CACTUS Creative Studio @ stock.adobe.com
Granting Rights Through Technology
Blockchain technology has the potential to unlock issues that thrive in the area of regulation and governance by tokenizing predetermined rights, such as voting or retirement through the development of specific Smart Contracts. By inscribing the legal rights of token holders in an existing code or legislation, it would allow citizens to perform a variety of functions and grant their owners automated contracts. Besides, it would ensure proper management throughout all steps in the process as the technology grants ownership of information by making it immutable without the need for a centralized administration.
Once these tokens are given to a citizen, it is impossible to update them without registering or simply erasing ownership. This feature alone would improve compliance and be capable of guarding citizens and procedures against theft and corruption. Additionally, only users with tokens would be authorized to access the platform.
Governments could make these systems more accessible to users by applying digitization and creating automated enforcement mechanisms. Nevertheless, robust agreements throughout all levels of governance might be decisive in swaying public opinion in favor of blockchain-based services; without any specific party in charge, no one could ultimately be held accountable. The platform essentially eliminates the need to have a government-run registry for every transaction.
Economically, tokens could allow citizens to make payments inside the network, such as taxes or other bills, a useful resource when considering the implementation of concepts such as GovCloud.
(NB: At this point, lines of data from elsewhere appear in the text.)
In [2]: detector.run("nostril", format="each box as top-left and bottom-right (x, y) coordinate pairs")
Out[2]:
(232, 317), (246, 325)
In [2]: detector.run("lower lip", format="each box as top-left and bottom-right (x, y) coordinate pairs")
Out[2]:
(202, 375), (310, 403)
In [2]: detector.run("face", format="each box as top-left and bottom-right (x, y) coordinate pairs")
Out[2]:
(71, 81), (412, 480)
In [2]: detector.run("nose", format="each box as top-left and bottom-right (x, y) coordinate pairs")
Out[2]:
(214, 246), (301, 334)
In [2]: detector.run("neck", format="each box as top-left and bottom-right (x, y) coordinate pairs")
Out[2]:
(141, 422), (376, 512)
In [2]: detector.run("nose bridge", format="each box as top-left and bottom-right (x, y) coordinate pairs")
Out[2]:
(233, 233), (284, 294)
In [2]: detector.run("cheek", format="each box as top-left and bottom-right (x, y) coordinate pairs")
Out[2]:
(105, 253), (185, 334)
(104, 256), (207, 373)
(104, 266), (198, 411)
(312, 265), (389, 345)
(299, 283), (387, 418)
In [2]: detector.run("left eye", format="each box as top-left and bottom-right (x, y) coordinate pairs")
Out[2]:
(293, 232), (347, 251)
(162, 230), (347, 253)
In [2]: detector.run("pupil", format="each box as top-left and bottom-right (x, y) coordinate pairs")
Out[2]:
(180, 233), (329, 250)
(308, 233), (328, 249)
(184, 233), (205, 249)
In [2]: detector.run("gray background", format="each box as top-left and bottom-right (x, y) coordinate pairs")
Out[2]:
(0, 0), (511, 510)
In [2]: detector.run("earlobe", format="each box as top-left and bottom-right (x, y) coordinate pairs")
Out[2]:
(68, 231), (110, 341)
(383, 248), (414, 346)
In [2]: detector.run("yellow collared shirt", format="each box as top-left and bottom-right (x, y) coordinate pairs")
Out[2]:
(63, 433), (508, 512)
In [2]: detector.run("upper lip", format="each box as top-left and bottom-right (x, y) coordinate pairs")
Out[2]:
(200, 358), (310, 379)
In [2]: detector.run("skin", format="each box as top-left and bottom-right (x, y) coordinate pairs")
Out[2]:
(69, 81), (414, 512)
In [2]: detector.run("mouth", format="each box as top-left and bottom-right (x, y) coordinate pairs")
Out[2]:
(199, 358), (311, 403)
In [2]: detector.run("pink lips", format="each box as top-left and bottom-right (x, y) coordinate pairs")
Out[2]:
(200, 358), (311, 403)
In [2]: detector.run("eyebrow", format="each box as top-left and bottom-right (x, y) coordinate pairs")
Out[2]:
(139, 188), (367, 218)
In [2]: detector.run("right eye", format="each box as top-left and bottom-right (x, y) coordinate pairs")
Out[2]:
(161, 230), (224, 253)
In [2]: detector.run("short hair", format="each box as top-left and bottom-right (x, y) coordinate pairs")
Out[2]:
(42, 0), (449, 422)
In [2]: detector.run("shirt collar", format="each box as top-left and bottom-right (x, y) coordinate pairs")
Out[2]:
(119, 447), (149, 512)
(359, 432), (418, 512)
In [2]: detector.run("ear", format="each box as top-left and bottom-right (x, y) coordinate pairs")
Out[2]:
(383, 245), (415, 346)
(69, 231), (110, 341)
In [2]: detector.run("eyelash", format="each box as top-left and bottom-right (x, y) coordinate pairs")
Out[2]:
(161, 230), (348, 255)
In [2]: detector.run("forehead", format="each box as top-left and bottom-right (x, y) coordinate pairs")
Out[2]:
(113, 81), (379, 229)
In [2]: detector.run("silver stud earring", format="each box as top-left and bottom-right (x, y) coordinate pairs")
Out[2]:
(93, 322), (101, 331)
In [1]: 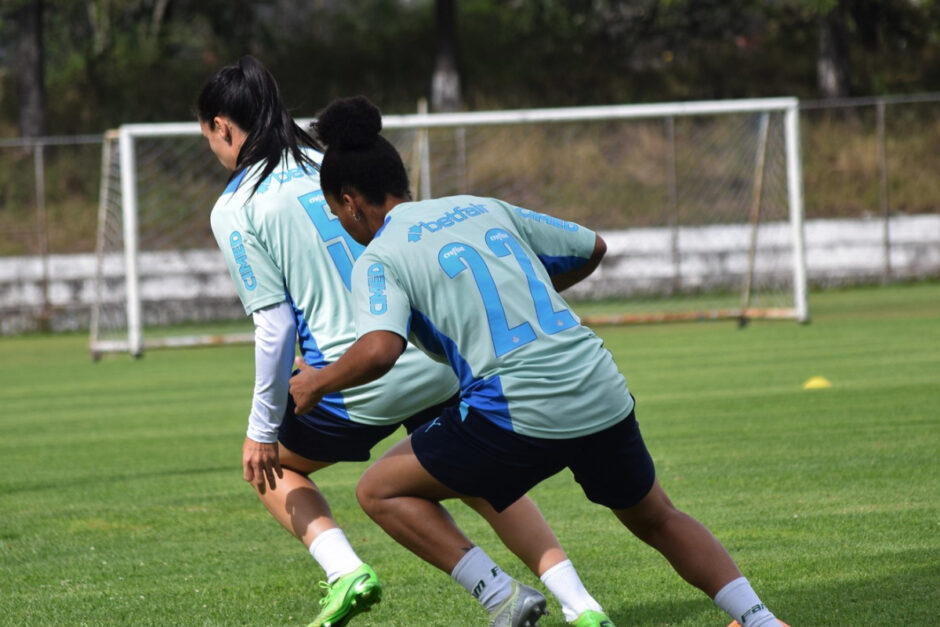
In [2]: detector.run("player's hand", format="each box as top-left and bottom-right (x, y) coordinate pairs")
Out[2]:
(242, 437), (282, 495)
(289, 357), (324, 415)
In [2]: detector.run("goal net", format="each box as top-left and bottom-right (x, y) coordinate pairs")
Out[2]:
(90, 98), (808, 357)
(91, 125), (254, 358)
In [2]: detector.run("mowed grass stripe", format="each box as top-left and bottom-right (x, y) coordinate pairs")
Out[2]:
(0, 281), (937, 625)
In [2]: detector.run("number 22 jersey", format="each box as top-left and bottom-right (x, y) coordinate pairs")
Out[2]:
(351, 195), (634, 439)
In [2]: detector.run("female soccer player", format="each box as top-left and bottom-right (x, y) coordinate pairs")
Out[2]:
(289, 95), (785, 627)
(198, 57), (608, 627)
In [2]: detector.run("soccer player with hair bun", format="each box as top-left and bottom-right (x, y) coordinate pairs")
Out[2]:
(290, 94), (788, 627)
(197, 56), (606, 627)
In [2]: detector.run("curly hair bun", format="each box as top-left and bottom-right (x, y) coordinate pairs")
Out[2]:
(315, 96), (382, 150)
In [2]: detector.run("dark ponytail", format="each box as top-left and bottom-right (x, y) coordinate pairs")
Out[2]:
(196, 55), (320, 195)
(314, 96), (410, 206)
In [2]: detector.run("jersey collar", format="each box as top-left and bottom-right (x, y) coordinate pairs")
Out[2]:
(222, 168), (248, 195)
(375, 214), (393, 239)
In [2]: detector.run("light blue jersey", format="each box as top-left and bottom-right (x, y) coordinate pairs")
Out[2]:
(209, 150), (458, 425)
(351, 195), (633, 439)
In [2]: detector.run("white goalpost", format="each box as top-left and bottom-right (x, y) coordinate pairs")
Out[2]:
(90, 97), (808, 358)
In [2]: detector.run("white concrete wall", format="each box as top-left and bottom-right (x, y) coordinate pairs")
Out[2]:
(569, 213), (940, 298)
(1, 214), (937, 334)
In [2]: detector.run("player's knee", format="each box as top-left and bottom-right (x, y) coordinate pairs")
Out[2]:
(355, 469), (382, 515)
(615, 483), (682, 540)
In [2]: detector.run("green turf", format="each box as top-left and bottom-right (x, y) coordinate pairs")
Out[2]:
(1, 282), (938, 626)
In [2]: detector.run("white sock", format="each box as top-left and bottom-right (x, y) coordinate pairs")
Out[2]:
(713, 577), (778, 627)
(450, 546), (514, 611)
(539, 559), (603, 622)
(308, 527), (363, 584)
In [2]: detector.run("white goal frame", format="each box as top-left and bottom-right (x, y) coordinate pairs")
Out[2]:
(92, 96), (808, 357)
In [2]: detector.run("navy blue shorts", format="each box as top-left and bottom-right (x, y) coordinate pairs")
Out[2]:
(411, 404), (656, 512)
(278, 393), (459, 463)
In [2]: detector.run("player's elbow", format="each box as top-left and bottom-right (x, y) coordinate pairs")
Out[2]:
(580, 234), (607, 279)
(364, 352), (397, 380)
(356, 331), (405, 380)
(594, 233), (607, 263)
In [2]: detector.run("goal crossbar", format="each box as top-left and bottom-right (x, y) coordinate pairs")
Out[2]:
(92, 97), (808, 358)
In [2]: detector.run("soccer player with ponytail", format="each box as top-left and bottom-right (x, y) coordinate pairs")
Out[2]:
(197, 57), (604, 627)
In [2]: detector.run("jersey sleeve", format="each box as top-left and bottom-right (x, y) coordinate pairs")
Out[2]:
(350, 251), (412, 341)
(498, 200), (597, 277)
(210, 198), (287, 315)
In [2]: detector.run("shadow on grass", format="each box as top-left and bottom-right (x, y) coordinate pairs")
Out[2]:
(599, 559), (939, 626)
(603, 597), (714, 627)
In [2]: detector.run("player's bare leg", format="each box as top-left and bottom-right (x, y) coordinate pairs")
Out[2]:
(250, 444), (339, 545)
(357, 437), (549, 624)
(357, 436), (567, 573)
(252, 444), (381, 627)
(356, 437), (475, 571)
(612, 478), (741, 596)
(357, 437), (611, 623)
(463, 496), (567, 576)
(613, 479), (781, 626)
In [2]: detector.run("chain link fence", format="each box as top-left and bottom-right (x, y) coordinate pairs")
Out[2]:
(1, 95), (938, 333)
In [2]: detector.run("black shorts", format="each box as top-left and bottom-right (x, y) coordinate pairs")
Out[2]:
(411, 404), (656, 512)
(278, 393), (459, 463)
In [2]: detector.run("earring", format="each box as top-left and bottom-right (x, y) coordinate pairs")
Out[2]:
(354, 212), (363, 222)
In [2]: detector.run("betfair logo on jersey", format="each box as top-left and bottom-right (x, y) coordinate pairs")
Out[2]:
(514, 207), (579, 232)
(229, 231), (257, 290)
(367, 263), (388, 314)
(255, 165), (315, 194)
(407, 202), (488, 242)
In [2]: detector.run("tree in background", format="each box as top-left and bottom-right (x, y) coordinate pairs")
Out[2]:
(816, 0), (852, 98)
(791, 0), (939, 98)
(1, 0), (939, 135)
(6, 0), (46, 137)
(431, 0), (461, 111)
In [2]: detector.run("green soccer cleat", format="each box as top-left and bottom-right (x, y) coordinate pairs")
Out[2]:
(307, 563), (382, 627)
(488, 581), (548, 627)
(570, 609), (615, 627)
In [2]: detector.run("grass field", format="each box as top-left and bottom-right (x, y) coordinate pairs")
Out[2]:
(1, 282), (938, 626)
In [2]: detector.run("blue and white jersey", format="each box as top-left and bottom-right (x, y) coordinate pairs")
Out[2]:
(351, 195), (633, 439)
(209, 150), (459, 426)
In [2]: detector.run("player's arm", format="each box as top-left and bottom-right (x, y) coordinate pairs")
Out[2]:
(211, 201), (294, 492)
(289, 331), (406, 415)
(289, 254), (410, 414)
(500, 201), (601, 290)
(243, 301), (295, 493)
(549, 233), (606, 292)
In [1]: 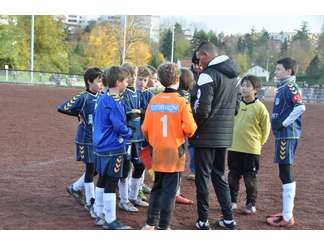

Budgets could thus be easily shared by distributing digital tokens to citizens for retirement and social security or even automatically sharing fluctuations in interest rates (especially with evolving investments). However, user experience and internet coverage must evolve to make this protocol accessible to the entire population instead of excluding those without access to digital technologies or not completely digitally literate.
Legislation and Side-effects
The legislation around tokenization and ICOs is still fuzzy and hard to nail down. As a result, one of the first challenges to overcome would be to create new rules and laws to accommodate government blockchain technology. Upon implementation, instead of different agencies taking care of compliance, insurance, and capital distribution, in the future, they could all be substituted by different public-ledger platforms.
In this sense, collectives such as the Tokenization of Rights group are working on the evaluation of best practices that can be linked to tokens under several local European laws. This case, in special, showcases an initiative that assesses the needs and methods for tokenization to represent financial instruments (especially in the case of transferable securities) and any further requirements that must be met for the creation of such tokens under local civil laws and supervisory authorities.
However, there are downsides too. By turning some rights, such as voting, into tokens with value, there is a risk that capital might overtake the decision-making process. Henceforth, if not well regulated, the process of tokenizing rights could be misused as a tool for authoritarian regimes to jeopardize fundamental rights under the terms of decentralized protocols.